Hartman, an associate professor at the University of Kansas, stitches together (literally) two art forms, visual and literary. The former aspect draws in viewers from a distance; together, the images and text set the hook. The goal, Hartman writes, is to show reverence for the power in language and image to illuminate experience within the imagination. She types. She stitches. She paints. She scores.

There are narratives of pain and joy, petitions for grace and strength, some works with finite storylines and others that will continue to develop so long as Hartman draws breath. No, you get no excerpts here. The only way to truly appreciate the pieces is to see and read them yourself.

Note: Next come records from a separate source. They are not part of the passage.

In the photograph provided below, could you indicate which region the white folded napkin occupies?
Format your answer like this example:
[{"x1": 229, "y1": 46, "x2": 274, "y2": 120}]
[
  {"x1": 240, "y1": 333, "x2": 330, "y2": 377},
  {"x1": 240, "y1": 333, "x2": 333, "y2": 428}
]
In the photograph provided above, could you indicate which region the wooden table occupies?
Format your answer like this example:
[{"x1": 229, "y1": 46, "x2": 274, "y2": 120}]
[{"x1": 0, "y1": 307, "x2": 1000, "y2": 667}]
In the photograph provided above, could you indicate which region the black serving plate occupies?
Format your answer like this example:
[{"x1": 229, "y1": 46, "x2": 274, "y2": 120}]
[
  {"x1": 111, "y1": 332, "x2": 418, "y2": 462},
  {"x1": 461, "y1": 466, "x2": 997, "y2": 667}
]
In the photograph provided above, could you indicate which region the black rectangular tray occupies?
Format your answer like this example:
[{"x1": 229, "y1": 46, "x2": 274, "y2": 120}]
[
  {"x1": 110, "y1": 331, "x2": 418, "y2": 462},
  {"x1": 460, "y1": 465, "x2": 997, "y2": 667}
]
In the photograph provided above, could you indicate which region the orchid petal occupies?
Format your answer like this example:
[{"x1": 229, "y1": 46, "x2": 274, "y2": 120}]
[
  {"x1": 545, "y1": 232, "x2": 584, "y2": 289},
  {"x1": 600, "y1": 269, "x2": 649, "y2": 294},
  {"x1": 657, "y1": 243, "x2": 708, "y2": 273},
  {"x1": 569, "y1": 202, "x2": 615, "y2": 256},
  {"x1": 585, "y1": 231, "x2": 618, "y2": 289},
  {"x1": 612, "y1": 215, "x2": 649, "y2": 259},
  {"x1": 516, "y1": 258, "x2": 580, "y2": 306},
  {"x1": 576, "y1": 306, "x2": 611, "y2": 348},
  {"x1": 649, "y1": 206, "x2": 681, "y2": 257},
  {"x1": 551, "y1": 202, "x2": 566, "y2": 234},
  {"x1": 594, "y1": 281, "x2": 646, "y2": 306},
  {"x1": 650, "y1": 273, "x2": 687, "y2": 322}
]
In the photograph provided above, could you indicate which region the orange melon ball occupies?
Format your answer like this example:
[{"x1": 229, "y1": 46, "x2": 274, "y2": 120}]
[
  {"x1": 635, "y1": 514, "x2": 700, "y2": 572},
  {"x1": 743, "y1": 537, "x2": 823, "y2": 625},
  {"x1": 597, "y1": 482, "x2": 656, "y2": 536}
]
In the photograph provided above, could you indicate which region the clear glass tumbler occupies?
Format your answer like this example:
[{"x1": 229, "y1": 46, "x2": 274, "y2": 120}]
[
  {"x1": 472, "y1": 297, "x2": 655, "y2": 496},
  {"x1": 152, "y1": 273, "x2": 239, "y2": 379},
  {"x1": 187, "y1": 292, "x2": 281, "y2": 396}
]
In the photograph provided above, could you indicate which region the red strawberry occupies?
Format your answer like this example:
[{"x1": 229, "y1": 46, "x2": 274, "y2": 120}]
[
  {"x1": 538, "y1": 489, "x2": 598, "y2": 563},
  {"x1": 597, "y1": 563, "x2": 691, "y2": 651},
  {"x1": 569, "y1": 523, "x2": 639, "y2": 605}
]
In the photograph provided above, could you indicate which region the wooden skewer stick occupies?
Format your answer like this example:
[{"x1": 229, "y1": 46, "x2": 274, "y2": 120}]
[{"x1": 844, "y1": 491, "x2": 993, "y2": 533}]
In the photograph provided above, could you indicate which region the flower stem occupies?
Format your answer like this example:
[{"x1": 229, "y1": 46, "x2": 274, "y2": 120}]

You'll need to allot a decent-sized chunk of time; one work alone, I Wrote a Short Story (Rhyming the Lines) is twenty-seven feet long.

File Reliquary, one panel of which is shown above, under the "ongoing" category. Hartman creates each panel after a birthday, to sum up the previous year. Sort of gives new meaning to the term "life's work," doesn't it?

Hartman's chosen materials, media and techniques influence more than the purely visual parts of her art. They also reinforce the idea of life — and of the memories created over a lifetime —as fragile and alterable, things constructed and assembled bit by bit. 

In her words: Sewing into paper, writing, and recollecting upon paper, stippling paper, and agitating paper with ink and needle, creates an obsessive surface quality that acts as a metaphor for memory itself, and for memory’s tendency to agitate, to poke and to be embellished. For example: On March 15, 1979, the Police stopped in Kansas City while touring in support of their first album, Outlandos d'Amour. They played at a club, no longer extant, called One Block West.

According to Sting, seven people showed up. But around here, in the early 1980s, you couldn't swing a stick at Parody Hall or Blayney's without hitting at least eight people claiming to have been at the One Block West show.

What does that have to do with Hartman's work? Only this: Don't read this post, look at the image up top and spend the next 20 years convincing yourself you saw Rhyming the Lines. Go make some honest memories with the real thing.